By Derrick Perkins (Image/City of Alexandria)
Representatives of regional developer and real estate giant EYA sought to woo local business owners and enlist their help as the company prepares to reshape a large portion of the city’s waterfront.
Packed into restaurateur Jody Manor’s dockside eatery, the Waterfront Market, shop owners, artisans and nonprofit leaders — among others — listened intently Monday as A.J. Jackson, a senior vice president with EYA, outlined the developer’s plans for Robinson Terminal South. If the redevelopment project gets City Hall’s OK, a mix of upscale condominiums, restaurants and shops will replace the timeworn waterfront warehouse complex.
“We’re engaging the business community, the art community, the neighbors,” Jackson said after a brief question and answer session. “This is part of our overall outreach effort. A lot of people are interested in what happens with the waterfront.”
That’s an understatement. With few exceptions, waterfront redevelopment has served as a major point of contention since officials began planning the future of the city’s shoreline in earnest several years ago.
The southern terminal, like it’s northern counterpart, is one of three riverside sites targeted for redevelopment in the city’s controversial waterfront plan. The third location, the 200 block of S. Union St., is slated to become a boutique hotel — with 150 rooms or less — as likely will Robinson Terminal North.
EYA’s vision for the southern warehouse complex includes 96 luxury residences, a 5,800-square-foot riverside restaurant, commercial space, a waterfront promenade and refurbished pier featuring a seasonal cafe, boat slips and public art. The project also includes a 3,300-square-foot space for a second restaurant or retail outlet.
The undertaking, which EYA representatives plan to bring to City Hall in the fall for approval, also will extend The Strand from Duke Street to South Union Street, connecting the two thoroughfares in an L-shaped fashion.
Unlike redevelopment projects at the northern terminal and along the 200 block of S. Union St., this has so far drawn little criticism.

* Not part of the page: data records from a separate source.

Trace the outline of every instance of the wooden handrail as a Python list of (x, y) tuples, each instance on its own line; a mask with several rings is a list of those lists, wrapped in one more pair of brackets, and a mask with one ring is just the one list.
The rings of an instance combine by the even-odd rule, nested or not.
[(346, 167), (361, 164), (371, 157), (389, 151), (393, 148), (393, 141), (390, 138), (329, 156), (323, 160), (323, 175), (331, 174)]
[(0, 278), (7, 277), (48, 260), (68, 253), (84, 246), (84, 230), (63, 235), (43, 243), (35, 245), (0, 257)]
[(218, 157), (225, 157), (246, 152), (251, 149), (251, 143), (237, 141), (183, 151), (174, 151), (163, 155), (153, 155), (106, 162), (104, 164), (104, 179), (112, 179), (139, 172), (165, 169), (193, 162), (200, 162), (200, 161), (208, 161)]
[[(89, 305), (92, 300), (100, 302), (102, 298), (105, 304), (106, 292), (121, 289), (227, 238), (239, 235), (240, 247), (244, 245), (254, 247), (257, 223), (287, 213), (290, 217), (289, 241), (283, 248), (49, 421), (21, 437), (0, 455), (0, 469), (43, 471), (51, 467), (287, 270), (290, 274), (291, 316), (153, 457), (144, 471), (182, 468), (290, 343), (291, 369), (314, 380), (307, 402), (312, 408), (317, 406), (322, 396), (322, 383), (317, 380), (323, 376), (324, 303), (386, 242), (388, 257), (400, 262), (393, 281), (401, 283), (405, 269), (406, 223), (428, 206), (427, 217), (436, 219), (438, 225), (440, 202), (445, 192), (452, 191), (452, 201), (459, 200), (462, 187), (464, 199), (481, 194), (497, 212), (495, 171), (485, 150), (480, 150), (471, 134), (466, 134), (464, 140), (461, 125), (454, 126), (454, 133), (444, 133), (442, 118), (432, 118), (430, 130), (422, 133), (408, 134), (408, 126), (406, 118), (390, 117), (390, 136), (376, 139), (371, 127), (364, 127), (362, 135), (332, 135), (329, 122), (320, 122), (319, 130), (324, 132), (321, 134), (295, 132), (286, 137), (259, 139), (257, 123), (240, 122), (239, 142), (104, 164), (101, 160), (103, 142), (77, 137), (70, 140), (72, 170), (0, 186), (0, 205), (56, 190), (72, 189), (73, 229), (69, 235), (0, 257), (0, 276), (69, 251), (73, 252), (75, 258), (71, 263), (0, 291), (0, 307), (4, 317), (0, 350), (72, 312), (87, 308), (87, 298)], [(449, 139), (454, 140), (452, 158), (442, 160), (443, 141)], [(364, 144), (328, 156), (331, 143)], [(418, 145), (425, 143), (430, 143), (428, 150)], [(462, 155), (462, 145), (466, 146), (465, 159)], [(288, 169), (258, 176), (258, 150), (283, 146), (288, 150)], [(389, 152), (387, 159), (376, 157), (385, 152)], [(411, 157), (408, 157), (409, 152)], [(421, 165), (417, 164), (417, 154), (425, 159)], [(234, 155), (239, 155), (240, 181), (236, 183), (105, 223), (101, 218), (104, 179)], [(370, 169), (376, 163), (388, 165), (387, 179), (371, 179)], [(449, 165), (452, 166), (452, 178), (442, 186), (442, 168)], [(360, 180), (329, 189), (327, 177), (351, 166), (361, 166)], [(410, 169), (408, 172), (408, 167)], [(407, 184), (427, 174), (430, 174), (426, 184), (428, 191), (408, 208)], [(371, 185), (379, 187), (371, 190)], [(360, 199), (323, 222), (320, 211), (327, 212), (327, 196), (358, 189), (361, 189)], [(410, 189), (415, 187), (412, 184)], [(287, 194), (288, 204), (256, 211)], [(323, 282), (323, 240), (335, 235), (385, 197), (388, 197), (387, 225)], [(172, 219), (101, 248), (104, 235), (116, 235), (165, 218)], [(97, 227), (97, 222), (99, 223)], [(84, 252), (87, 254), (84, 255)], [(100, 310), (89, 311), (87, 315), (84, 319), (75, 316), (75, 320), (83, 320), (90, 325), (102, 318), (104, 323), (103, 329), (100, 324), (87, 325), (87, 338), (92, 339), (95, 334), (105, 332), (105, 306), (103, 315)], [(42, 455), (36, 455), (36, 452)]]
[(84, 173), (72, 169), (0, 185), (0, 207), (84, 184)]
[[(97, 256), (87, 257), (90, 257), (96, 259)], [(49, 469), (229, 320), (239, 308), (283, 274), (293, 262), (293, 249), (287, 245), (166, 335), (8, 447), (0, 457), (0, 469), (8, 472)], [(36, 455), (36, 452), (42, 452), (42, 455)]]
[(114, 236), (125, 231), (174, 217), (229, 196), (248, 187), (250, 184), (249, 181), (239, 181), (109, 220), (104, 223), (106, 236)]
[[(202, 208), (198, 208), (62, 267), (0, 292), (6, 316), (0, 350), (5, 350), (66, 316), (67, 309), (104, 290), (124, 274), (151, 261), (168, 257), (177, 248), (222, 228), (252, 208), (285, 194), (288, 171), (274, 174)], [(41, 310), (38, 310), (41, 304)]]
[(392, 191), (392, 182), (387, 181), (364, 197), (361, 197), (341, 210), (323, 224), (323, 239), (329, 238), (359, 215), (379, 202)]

Even noted waterfront plan opponent Bert Ely, co-chair of Friends of the Alexandria Waterfront, offered supportive words for the proposal when EYA unveiled it earlier this year.
“[High-end residential] is what I think is going to make the most sense down there,” Ely said at the time. “It reflects the value of the land and will be a moneymaker for the city. I think the city has tended to overrate the value of commercial relative to high-end residential in that area.”
Traffic and parking issues likely will remain a concern, though. And Jackson sought to alleviate other potential fears during Monday’s get-together. Patrick McMahon, owner of Old Town Editions, a nearby digital printmaking business, worried vibrations from pile driving could disrupt area merchants and residents.
He also wanted to know whether local artisans could have first dibs on any salvageable material pulled from the site.
“It’s all in good fun: Grab something that somebody else is discarding. For me, it’s not a business, it’s a pleasure,” McMahon said later, vowing to follow up on his request with EYA officials. “I’d love to take a look and see what I can get. You’d be surprised what’s hidden in the corners, that’s been left or stored there.”
McMahon left the gathering pleased. He, like others, came to meet his new neighbors and put a face to a name. He said he supports the project, as long as it respects the waterfront’s history.
EYA, which is behind a slew of local projects, like the Oronoco and Ford’s Landing, will continue its outreach effort. Jackson ended his presentation with a pitch to business owners, asking them to encourage their patrons to take the company’s online survey on the project as it moves forward.
Manor, who introduced the EYA team, described it as a critical point for Alexandria and a time when business leaders need to embrace the ambitious redevelopment plan.
“This is such a historic moment in our city, to help restore our historic waterfront,” he said. “It really is important that the small business community comes together to make this happen.”